These intervals assume stationary residuals. In practice, intervals should be wider during high-variance periods like wildfire season. A model that uses the same residual distribution year-round will undercover extreme events and overcover calm ones.
## Key takeaways
- **Never randomly split time series data.** Use temporal splits: train on the past, test on the future.
- **Walk-forward validation** reveals *when* your model breaks, not just how well it does on average.
- **Lag features are feature engineering** — yesterday's value, rolling averages, same-day-last-year are all transformations of the raw data.
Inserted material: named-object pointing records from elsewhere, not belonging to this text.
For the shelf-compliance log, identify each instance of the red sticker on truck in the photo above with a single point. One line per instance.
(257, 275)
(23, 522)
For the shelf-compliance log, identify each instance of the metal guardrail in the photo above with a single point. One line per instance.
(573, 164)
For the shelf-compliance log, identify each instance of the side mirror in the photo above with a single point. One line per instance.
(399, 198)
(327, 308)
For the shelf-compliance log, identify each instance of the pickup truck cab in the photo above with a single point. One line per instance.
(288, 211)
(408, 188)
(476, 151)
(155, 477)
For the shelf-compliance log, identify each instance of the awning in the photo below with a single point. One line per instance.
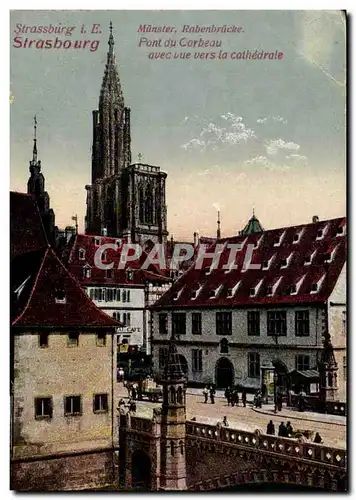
(310, 375)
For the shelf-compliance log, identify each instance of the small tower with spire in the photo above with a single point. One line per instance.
(36, 188)
(218, 232)
(173, 462)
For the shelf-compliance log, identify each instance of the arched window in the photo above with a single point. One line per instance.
(181, 445)
(180, 396)
(173, 394)
(224, 346)
(141, 202)
(149, 205)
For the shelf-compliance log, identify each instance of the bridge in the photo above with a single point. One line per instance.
(248, 457)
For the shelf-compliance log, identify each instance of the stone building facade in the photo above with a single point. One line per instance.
(232, 322)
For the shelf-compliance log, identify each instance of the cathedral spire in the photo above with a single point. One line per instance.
(34, 152)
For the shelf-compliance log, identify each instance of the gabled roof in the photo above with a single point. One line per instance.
(45, 294)
(26, 230)
(286, 250)
(87, 243)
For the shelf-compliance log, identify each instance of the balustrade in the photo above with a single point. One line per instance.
(287, 446)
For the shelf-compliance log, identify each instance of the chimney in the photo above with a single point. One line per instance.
(218, 232)
(195, 239)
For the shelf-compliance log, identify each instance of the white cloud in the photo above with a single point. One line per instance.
(295, 158)
(265, 162)
(275, 119)
(213, 136)
(273, 146)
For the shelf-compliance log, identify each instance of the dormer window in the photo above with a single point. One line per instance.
(60, 296)
(195, 293)
(129, 274)
(278, 240)
(258, 242)
(309, 258)
(81, 254)
(329, 257)
(267, 263)
(87, 272)
(214, 293)
(285, 262)
(231, 292)
(315, 287)
(321, 233)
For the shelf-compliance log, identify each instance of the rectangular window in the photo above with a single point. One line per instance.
(277, 323)
(196, 323)
(73, 339)
(197, 360)
(253, 361)
(178, 324)
(43, 340)
(302, 323)
(163, 323)
(100, 403)
(101, 340)
(43, 408)
(302, 362)
(253, 322)
(72, 405)
(223, 323)
(162, 357)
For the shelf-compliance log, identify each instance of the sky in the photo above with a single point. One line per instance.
(233, 135)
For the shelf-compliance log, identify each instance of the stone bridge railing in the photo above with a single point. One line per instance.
(286, 447)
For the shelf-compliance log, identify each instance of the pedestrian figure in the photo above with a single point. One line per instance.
(212, 394)
(282, 430)
(279, 401)
(225, 422)
(270, 428)
(289, 429)
(206, 392)
(244, 397)
(317, 438)
(228, 395)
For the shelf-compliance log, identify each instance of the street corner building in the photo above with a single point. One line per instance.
(62, 369)
(236, 318)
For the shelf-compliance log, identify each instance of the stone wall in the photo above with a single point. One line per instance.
(63, 473)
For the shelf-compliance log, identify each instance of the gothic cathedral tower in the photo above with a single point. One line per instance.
(173, 463)
(123, 199)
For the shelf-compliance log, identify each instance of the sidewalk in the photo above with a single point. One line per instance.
(303, 415)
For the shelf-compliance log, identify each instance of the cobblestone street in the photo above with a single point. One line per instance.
(331, 428)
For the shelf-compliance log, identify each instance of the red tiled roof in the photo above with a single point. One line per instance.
(99, 276)
(180, 294)
(48, 281)
(26, 230)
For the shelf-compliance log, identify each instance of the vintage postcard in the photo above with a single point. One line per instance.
(178, 251)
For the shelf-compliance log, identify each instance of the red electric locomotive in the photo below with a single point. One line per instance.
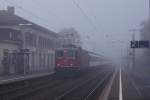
(71, 59)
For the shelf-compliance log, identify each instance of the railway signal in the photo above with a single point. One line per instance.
(139, 44)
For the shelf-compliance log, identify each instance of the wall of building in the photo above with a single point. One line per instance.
(10, 48)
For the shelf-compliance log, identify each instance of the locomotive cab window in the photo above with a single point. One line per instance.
(72, 54)
(59, 53)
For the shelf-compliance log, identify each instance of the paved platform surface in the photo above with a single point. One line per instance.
(19, 77)
(135, 86)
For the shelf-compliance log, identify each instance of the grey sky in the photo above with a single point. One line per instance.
(112, 18)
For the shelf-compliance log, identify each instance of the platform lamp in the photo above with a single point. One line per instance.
(21, 26)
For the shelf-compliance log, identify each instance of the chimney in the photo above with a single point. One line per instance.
(11, 10)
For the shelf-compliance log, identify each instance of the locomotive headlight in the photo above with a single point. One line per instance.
(58, 64)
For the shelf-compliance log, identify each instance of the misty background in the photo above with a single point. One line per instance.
(104, 29)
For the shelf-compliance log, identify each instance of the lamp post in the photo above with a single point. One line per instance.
(133, 49)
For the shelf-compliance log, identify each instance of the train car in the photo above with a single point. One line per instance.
(71, 59)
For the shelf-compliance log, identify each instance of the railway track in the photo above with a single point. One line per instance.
(86, 90)
(48, 88)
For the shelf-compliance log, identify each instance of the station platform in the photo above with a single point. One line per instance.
(20, 77)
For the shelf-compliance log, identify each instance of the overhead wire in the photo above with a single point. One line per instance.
(29, 12)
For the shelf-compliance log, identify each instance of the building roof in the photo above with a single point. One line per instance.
(7, 18)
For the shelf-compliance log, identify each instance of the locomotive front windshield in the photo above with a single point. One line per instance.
(72, 54)
(60, 53)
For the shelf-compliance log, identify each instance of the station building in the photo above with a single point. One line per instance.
(25, 47)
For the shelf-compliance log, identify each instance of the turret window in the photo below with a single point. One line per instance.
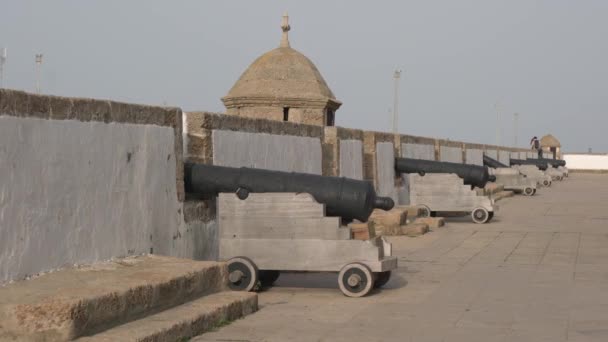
(285, 113)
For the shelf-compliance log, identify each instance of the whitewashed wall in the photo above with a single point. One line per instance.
(586, 161)
(450, 154)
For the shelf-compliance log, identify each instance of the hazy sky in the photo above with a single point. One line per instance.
(547, 60)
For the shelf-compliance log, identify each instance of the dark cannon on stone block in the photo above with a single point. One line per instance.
(493, 163)
(448, 187)
(474, 175)
(343, 197)
(552, 162)
(536, 162)
(271, 222)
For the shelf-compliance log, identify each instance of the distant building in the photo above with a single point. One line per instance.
(550, 144)
(283, 85)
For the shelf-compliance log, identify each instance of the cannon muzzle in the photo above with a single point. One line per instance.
(493, 163)
(471, 174)
(536, 162)
(343, 197)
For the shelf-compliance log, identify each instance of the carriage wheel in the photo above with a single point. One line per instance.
(480, 215)
(242, 274)
(355, 280)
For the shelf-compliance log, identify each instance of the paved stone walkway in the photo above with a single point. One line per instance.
(538, 272)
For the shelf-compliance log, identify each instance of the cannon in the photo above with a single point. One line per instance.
(510, 178)
(493, 163)
(536, 162)
(473, 175)
(271, 222)
(343, 197)
(448, 188)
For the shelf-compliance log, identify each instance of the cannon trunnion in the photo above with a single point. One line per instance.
(471, 174)
(343, 197)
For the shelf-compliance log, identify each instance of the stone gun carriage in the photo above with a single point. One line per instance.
(272, 222)
(448, 187)
(510, 178)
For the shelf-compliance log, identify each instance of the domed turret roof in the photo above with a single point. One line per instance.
(281, 75)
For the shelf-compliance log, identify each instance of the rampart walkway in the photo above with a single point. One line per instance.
(539, 272)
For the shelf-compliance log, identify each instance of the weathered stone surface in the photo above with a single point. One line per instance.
(415, 229)
(393, 217)
(450, 153)
(474, 156)
(385, 170)
(78, 192)
(362, 231)
(74, 302)
(432, 222)
(351, 159)
(267, 151)
(502, 194)
(418, 151)
(184, 321)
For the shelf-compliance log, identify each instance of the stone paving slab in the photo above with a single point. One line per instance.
(537, 272)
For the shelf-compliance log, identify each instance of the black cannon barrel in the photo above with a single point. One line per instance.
(471, 174)
(493, 163)
(553, 162)
(536, 162)
(343, 197)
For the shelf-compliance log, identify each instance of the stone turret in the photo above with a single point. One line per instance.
(283, 85)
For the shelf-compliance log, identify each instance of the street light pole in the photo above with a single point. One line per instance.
(497, 106)
(515, 128)
(2, 61)
(396, 77)
(38, 67)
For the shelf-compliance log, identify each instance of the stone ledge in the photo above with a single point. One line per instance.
(80, 301)
(184, 321)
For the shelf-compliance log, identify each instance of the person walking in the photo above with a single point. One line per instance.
(535, 145)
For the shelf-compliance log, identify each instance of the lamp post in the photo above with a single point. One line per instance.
(515, 128)
(38, 67)
(2, 61)
(497, 106)
(396, 77)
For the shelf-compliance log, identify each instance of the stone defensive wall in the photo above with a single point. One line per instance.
(226, 140)
(91, 180)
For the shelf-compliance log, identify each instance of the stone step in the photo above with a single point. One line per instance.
(184, 321)
(80, 301)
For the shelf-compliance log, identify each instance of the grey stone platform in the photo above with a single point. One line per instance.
(538, 273)
(148, 298)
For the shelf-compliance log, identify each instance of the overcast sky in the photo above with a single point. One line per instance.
(547, 60)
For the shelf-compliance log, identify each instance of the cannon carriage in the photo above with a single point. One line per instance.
(556, 168)
(448, 187)
(511, 179)
(272, 222)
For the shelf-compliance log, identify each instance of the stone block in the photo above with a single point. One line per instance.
(384, 221)
(185, 321)
(55, 307)
(432, 222)
(362, 231)
(415, 229)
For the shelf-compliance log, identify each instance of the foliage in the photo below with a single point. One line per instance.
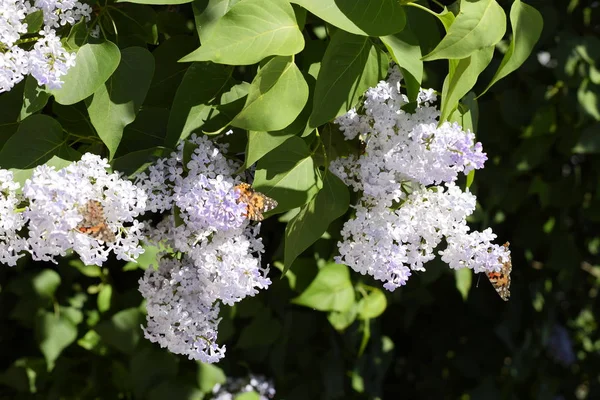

- **Backtesting is not prediction.** A strategy that looks profitable in backtest may fail in production — the market already knows the same signals.
- **Distribution shift is the hardest problem.** Models trained on normal conditions fail during extreme events.
- **Use scale-independent metrics** (MAPE, MASE) to compare forecasts across different series. MASE < 1 means you beat the naive baseline.
- **Always report prediction intervals**, not just point forecasts. Bootstrap resampling of residuals is a simple, general-purpose method.
## Study guide
### Key ideas
- **Backtesting (temporal split):** Evaluating a model by training on past data and testing on future data, mimicking real deployment.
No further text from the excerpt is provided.